Re: Scaling shared buffer eviction

From: Amit Kapila <amit(dot)kapila16(at)gmail(dot)com>
To: Robert Haas <robertmhaas(at)gmail(dot)com>
Cc: Andres Freund <andres(at)2ndquadrant(dot)com>, pgsql-hackers <pgsql-hackers(at)postgresql(dot)org>
Subject: Re: Scaling shared buffer eviction
Date: 2014-09-26 14:31:46
Message-ID: CAA4eK1+r=7uX+2f5dC6T3dW1wLM-K7cwtPF8rhyW6TJak+D=pg@mail.gmail.com
Views: Raw Message | Whole Thread | Download mbox | Resend email
Thread:
Lists: pgsql-hackers

On Fri, Sep 26, 2014 at 7:04 PM, Robert Haas <robertmhaas(at)gmail(dot)com> wrote:

> On Fri, Sep 26, 2014 at 7:40 AM, Amit Kapila <amit(dot)kapila16(at)gmail(dot)com>
> wrote:
>
>> First of all thanks for committing part-1 of this changes and it
>> seems you are planing to commit part-3 based on results of tests
>> which Andres is planing to do and for remaining part (part-2), today
>> I have tried some tests, the results of which are as follows:
>>
>> Scale Factor - 3000, Shared_buffer - 8GB
>>
>> Patch_Ver/Client_Count 16 32 64 128 reduce-replacement-locking.patch
>> + 128 Buf Partitions 157732 229547 271536 245295
>> scalable_buffer_eviction_v9.patch 163762 230753 275147 248309
>>
>>
>> Scale Factor - 3000, Shared_buffer - 8GB
>>
>>
Typo here Scale Factor - 3000, Shared_buffer - *2*GB

> Patch_Ver/Client_Count 16 32 64 128 reduce-replacement-locking.patch
>> + 128 Buf Partitions 157781 212134 202209 171176
>> scalable_buffer_eviction_v9.patch 160301 213922 208680 172720
>>
>>
>> The results indicates that in all cases there is benefit by doing
>> part-2 (bgreclaimer).
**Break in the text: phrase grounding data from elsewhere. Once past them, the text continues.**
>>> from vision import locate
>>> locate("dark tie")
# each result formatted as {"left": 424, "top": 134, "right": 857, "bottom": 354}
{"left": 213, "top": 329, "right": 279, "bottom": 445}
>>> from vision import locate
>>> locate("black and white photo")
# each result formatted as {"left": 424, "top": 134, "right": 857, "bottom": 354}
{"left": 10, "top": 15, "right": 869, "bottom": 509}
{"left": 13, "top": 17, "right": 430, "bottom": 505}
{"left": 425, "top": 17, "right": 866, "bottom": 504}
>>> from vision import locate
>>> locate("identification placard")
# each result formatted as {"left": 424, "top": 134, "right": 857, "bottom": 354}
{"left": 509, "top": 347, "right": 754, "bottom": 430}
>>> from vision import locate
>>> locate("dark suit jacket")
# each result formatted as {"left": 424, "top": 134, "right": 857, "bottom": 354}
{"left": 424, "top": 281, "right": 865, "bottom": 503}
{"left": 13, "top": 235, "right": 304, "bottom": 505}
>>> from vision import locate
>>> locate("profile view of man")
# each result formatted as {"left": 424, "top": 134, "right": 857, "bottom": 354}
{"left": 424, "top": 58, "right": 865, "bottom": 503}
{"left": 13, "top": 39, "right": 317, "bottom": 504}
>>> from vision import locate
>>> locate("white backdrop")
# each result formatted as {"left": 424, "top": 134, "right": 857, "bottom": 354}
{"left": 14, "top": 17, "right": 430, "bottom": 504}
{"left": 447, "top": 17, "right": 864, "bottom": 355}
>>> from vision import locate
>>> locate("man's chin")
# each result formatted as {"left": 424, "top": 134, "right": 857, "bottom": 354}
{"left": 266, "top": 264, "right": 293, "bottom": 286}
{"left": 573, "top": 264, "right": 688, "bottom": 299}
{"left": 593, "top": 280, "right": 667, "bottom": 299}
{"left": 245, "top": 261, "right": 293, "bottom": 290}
Though the benefit at this configuration is
>> not high, but might be at some higher configurations
>> (scale factor - 10000) there is more benefit. Do you see any merit
>> in pursuing further to accomplish part-2 as well?
>>
>
> Interesting results. Thanks for gathering this data.
>
>
One more point I have missed is that above data is using
"-M prepared" option of pgbench.

> If this is the best we can do with the bgreclaimer, I think the case for
> pursuing it is somewhat marginal. The biggest jump you've got seems to be
> at scale factor 3000 with 64 clients, where you picked up about 4%. 4%
> isn't nothing, but it's not a lot, either. On the other hand, this might
> not be the best we can do. There may be further improvements to
> bgreclaimer that make the benefit larger.
>
> Backing up a it, to what extent have we actually solved the problem here?
> If we had perfectly removed all of the scalability bottlenecks, what would
> we expect to see? You didn't say which machine this testing was done on
>

It was IBM POWER7
Sorry, I should have mentioned it.

> , or how many cores it had, but for example on the IBM POWER7 machine, we
> probably wouldn't expect the throughput at 64 clients to be 4 times the
> throughput at 16 cores because up to 16 clients each one can have a full
> CPU core, whereas after that and out to 64 each is getting a hardware
> thread, which is not quite as good. Still, we'd expect performance to go
> up, or at least not go down. Your data shows a characteristic performance
> knee: between 16 and 32 clients we go up, but then between 32 and 64 we go
> down,
>

Here another point worth noting is that it goes down between
32 and 64 when shared_buffers is 2GB, however when
shared_buffers are 8GB it doesn't go down between 32 and 64.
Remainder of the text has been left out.